Research reveals urine-treated plants yielding bigger bananas
A research project on the effect of human excreta on soil properties and crop growth has revealed that banana plants not only flowered and bore fruit 15 to 20 days in advance, but also weighed substantially more when treated with human urine.
A doctoral study carried out by a research student of University of Agricultural Sciences, UAS, Bangalore, billed as the first of its kind in the country, chose 180 banana plants in a plantation in Nagasandra village, about 50 kms from Bangalore.
The researcher G Sridevi and her assistant poured thousands of litres of urine collected from the village to the banana plants. “Each plant was given 63 litres of urine in six doses”, said Vishwanath S, a representative of Arghyam, an agency that funded the research project.
“These plants flowered and bore fruit 15-20 days before the others. Each bunch of bananas weighed 3 kgs more than those from the normal plants, which had been given fertilizers”, he said. The 150 plants chosen by Sridevi for the research were part of the 800 on an acre of the banana plantation. “The bananas treated with urine were found to be bigger in size”, he said.

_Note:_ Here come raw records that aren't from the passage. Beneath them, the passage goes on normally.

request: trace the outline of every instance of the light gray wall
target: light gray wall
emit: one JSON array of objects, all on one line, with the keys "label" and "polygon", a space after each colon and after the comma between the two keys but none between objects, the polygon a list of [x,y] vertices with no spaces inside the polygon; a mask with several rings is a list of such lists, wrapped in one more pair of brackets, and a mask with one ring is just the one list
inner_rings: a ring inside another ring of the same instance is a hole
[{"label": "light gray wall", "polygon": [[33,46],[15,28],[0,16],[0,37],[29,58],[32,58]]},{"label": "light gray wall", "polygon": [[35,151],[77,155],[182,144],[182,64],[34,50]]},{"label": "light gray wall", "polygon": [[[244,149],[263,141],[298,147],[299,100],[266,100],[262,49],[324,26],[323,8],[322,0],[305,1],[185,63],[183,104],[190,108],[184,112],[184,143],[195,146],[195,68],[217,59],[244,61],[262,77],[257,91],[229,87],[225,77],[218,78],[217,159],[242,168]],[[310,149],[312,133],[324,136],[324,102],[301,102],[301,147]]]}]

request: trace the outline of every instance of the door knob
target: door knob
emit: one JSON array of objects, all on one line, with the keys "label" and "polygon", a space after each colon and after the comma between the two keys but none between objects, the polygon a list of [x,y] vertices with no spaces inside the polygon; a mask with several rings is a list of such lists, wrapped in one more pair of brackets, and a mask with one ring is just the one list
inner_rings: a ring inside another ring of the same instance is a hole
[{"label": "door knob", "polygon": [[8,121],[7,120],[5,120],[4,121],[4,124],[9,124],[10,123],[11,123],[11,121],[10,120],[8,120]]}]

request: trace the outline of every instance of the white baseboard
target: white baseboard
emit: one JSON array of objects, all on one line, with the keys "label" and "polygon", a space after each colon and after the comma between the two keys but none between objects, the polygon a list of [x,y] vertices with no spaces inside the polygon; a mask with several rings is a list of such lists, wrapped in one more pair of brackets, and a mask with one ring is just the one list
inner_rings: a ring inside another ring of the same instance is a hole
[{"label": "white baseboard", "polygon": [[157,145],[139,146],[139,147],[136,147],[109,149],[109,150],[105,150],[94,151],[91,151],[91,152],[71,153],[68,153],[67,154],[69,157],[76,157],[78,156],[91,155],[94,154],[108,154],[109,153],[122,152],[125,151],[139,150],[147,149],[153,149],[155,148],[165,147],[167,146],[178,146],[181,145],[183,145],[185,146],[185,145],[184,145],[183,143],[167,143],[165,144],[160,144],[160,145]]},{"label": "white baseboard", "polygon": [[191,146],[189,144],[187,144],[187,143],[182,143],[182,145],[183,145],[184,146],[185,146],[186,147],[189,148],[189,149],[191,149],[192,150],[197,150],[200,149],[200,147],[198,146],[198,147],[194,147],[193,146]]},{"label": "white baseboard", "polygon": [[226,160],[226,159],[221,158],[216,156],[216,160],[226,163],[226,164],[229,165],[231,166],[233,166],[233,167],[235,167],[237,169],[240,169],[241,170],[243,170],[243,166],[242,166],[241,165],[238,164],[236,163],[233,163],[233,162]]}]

The farmers initially turned away Sridevi, a researcher from the Department of Soil Sciences and Agricultural Chemistry, University of Agricultural Sciences, Bangalore, when she approached them with the research proposal. The farmers were clearly unwilling to work with human waste.
But, Prakash, the owner of the banana plantation, whose crop was subjected to research, said the banana plants treated with urine had yielded a better crop. “Though the urine treated plants grew to a lesser height than normal plants, they have yielded a better crop”, he said.